Author : Steve Smith, Staff Writer
Dr. Darius from the Psychology lab walked along the line of students to Dr. Thorne’s adjacent Bio lab, reaching the door just as it opened to emit a thin wiry girl with a pale face and electric blue irises. She paused only a second before stepping around him, offering a shy ‘Excuse me sir’, under her breath.
“Next.” Thorne’s voice was unmistakable from within the lab.
“Just a second,” Darius held back the next student in line, evoking an irritated but acquiescent huff from the towering young man, “won’t be a minute,” Darius added as he entered the lab and closed the door.
“Release signed?” Thorne spoke without looking up. “Payment in order?”
“What on earth are you playing at?” Darius startled Thorne with the question, causing him to look up from the notepad on which he was busy typing notes.
“Playing? I’m not playing, I’m researching.”
Darius closed the distance between them, admiring the majesty of the contraption that filled the desk beside the gray haired engineer. “I hear they’re not going to renew your funding next semester, what’s to become of the genome jammer?”
Thorne winced at the term, “Gene Code Reprogrammer, and once I’ve secured a corporate sponsor, or a less impotent government one then its future won’t be in jeopardy.
Darius stopped in front of the Doctor and his machine, noting the snapshots of the girl who’d just left on its display, a brown eyed before and the striking electric blue after shot, along with long strands of double helixed code in constant motion. “So you’re going to sell this to a cosmetics firm then? Or a circus? Changing eye colours really isn’t going to fund the kind of research you need to be doing to keep this dream alive, you do know that?” The doctor chided his old friend. “You’re going to have to show something really remarkable.”
Thorne thumbed his notepad, the security camera outside the office photographed the next waiting student and called up his file.
“Johann Yonnes,” he recited, “second string linebacker on the football team, two hundred five pounds, six foot four. He has dormant muscle mass code that we can reactivate, fast twitch in his legs for speed, slow twitch in his upper body for strength. We can put him on the first string next season.”
Darius shook his head. “Teams can always find better athletes, that’s not going to be enough.”
Thorne grinned. “I know, that’s just the carrot.” He pointed to the machine’s display and the streaming strands of colour coded DNA, mostly made up of vivid colour pairs, but some sections were clouded and grey. “These sections here,” Thorne jabbed his fingers at the screen, stopping a coil from turning and then rotating it back and zooming in by planting one hand on the glass, fingers together then spreading them outward. “Here,” he tapped a single grey pair in a sea of colour, “here is a possible payoff. I give them the carrot, then flip a combination of these mystery switches and see what we get. They come back every few weeks for follow up tests, and we figure out what we’ve accomplished. I’m expediting my trials a little.”
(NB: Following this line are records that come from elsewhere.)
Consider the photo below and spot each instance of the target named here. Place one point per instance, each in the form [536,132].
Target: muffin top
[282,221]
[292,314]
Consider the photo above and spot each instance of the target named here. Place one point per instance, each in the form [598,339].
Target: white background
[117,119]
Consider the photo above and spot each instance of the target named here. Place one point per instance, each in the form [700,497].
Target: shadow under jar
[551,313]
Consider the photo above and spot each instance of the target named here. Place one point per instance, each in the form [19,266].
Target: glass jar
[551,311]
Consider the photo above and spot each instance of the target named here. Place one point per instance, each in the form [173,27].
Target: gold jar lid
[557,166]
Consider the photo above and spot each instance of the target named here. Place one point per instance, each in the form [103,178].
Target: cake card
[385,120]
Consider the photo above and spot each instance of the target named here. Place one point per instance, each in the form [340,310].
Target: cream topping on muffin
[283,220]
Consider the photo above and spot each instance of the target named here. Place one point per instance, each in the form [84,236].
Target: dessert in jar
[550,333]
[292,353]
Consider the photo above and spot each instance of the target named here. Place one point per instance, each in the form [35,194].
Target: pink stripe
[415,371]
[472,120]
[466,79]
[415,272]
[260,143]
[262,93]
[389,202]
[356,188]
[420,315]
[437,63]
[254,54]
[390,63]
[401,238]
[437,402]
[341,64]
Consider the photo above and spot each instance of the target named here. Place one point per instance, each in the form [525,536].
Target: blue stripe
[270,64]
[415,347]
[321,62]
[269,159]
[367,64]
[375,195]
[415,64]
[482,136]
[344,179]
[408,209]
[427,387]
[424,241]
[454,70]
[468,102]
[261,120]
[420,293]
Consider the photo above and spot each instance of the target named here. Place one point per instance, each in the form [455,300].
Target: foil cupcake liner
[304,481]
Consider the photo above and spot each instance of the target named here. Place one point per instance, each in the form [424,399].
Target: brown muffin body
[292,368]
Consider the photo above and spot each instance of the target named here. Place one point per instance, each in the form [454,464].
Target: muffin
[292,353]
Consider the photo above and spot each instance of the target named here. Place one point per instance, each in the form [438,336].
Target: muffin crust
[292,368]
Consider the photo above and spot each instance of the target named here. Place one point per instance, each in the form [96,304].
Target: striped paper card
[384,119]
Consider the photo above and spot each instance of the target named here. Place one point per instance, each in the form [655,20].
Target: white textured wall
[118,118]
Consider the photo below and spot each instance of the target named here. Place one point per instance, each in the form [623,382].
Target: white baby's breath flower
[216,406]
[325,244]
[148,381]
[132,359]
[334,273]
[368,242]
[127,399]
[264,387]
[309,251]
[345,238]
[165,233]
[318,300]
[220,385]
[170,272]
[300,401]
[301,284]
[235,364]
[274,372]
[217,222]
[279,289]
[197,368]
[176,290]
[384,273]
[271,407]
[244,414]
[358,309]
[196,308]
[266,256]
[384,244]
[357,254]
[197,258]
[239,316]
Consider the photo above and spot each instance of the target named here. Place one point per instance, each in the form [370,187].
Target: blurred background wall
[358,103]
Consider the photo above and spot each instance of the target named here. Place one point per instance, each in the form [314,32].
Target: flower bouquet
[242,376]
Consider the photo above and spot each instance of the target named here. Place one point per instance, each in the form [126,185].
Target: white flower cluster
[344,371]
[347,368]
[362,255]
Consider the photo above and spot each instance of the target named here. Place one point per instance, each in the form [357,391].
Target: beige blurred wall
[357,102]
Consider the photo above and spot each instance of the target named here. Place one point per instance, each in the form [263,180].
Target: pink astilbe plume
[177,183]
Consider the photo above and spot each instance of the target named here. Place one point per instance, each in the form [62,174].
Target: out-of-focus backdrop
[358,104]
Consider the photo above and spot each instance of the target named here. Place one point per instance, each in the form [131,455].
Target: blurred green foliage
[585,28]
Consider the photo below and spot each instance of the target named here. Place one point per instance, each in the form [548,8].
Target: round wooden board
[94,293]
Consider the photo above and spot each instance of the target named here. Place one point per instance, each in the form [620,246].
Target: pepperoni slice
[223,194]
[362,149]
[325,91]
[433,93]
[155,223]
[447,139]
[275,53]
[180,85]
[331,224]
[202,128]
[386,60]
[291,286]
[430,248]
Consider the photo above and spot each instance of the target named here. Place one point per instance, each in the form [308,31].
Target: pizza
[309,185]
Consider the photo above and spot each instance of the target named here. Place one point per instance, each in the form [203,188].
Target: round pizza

Darius stood for a moment, mouth opening and closing soundlessly. Finally he stammered “These are students, children, you’re messing with the lives of children…”
Thorne waved him off. “I load their DNA here,” he waved at an arm cuff and bank of needles at one end of the machine, “I recode their genes and replace them, then reboot their sequence, wait and test. If they last five minutes they’ll last a week, and anything harmful I undo the same way.” He gestured to his datapad, “I keep notes.”
Outside Johann checked his watch impatiently.
In the stairwell of Hawkfel Residence, a brilliantly blue eyed girl curled shaking on the landing, wing stalks forcing their way violently out from between her shoulder blades.